Unconditional acceptance isn’t a technique but a mindful, giving, state of being. Our focus is gently and lovingly on the other, giving them the gift of simply letting them be who they are. And for the first time in perhaps their entire lives, they are finally in an environment free of all burdens and judgements. No more hiding. No more chopping and pruning their emotions, beliefs, and past. No more fear and shame.
The psychologist David Richo has stated that such attention is the main ingredient in a mature, loving, romance. Nathaniel Branden
, the father of the self-esteem movement, believes it is vital in raising mature and emotionally healthy children. Please do not discount this – try it for yourself, and see how your most important relationships change. You might be just as surprised as I was.
Best of all – this is the first, and sometimes only, requirement in deep emotional healing. The psychotherapist William DeFoore gives a beautiful example. He describes a client who had suffered tremendously for years. Methods and techniques all failed, for she could not get in touch with her emotions – until one day she finally found stillness in the presence of unconditional love.

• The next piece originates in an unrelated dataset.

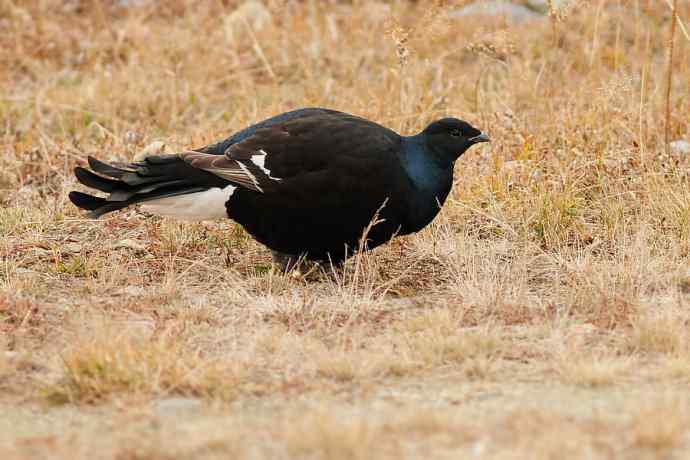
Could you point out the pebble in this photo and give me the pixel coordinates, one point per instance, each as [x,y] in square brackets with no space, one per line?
[511,11]
[681,146]
[175,406]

For the first time she felt safe enough to simply be herself, and out poured the hurt and pain she had reined in and denied for years.

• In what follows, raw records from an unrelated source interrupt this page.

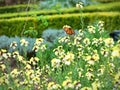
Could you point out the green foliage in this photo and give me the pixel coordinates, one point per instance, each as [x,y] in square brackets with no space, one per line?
[6,41]
[12,27]
[107,1]
[16,8]
[92,8]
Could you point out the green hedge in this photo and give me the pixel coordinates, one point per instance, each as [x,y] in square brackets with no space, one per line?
[106,1]
[12,27]
[16,8]
[93,8]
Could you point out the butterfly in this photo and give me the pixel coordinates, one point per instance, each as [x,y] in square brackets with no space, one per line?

Recently, I’ve discovered the same thing – so many wounds had gone unhealed inside me, stuck beyond a certain point, simply because I could not find true unconditional acceptance anywhere. When I learnt to give it to myself, things shifted very quickly, in one of the most powerful forms of self-work I’ve found – sub-personalities, the shadow, and the inner child (yes, the inner child!

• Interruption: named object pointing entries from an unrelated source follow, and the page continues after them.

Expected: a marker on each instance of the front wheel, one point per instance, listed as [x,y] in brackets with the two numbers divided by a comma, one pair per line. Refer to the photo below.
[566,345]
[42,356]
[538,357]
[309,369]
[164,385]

). This work will be detailed in an upcoming series, and this is to prepare for that.
How exactly do we give unconditional acceptance? In my experience, it involves the following elements:
Please don’t trivialise these points. They might seem common-sense, but except for some gifted therapists, I have not seen many who can actually do them all. Let’s analyse them in more detail.
Really listening to someone means giving them your full, gentle, focus. A father might say he cares for his children, but when his child is speaking to him, he might be watching the television out of the corner of his eye. He might tell his little girl to come back when he is done polishing his car.
And no matter how sweetly and gently he says to her afterwards – What is the matter, honey? – the real message is clear. She is invisible; she does not matter. This is one of the most painful emotional wounds one can sustain.
True listening is hardest when what they have to say is painful. Imagine if your close friend said you are always inconsiderate and selfish. How many of us can listen to this without getting defensive, firing back in anger, or immediately discounting it?
Naturally, if the person is being abusive, protect yourself. But in other cases, can we stay open and listen? A good thing to do is to see that they have a right to their opinion – and they might have a good reason for thinking of us this way. Those closest to us see our denied and disowned parts very clearly.
That is their gift to us, for they are helping us reclaim these denied parts, helping us become whole again. Could we look honestly at our actions and see how they could have formed this opinion? Remember that each criticism that hurts us reveals to us a wound that is calling out for our love and attention.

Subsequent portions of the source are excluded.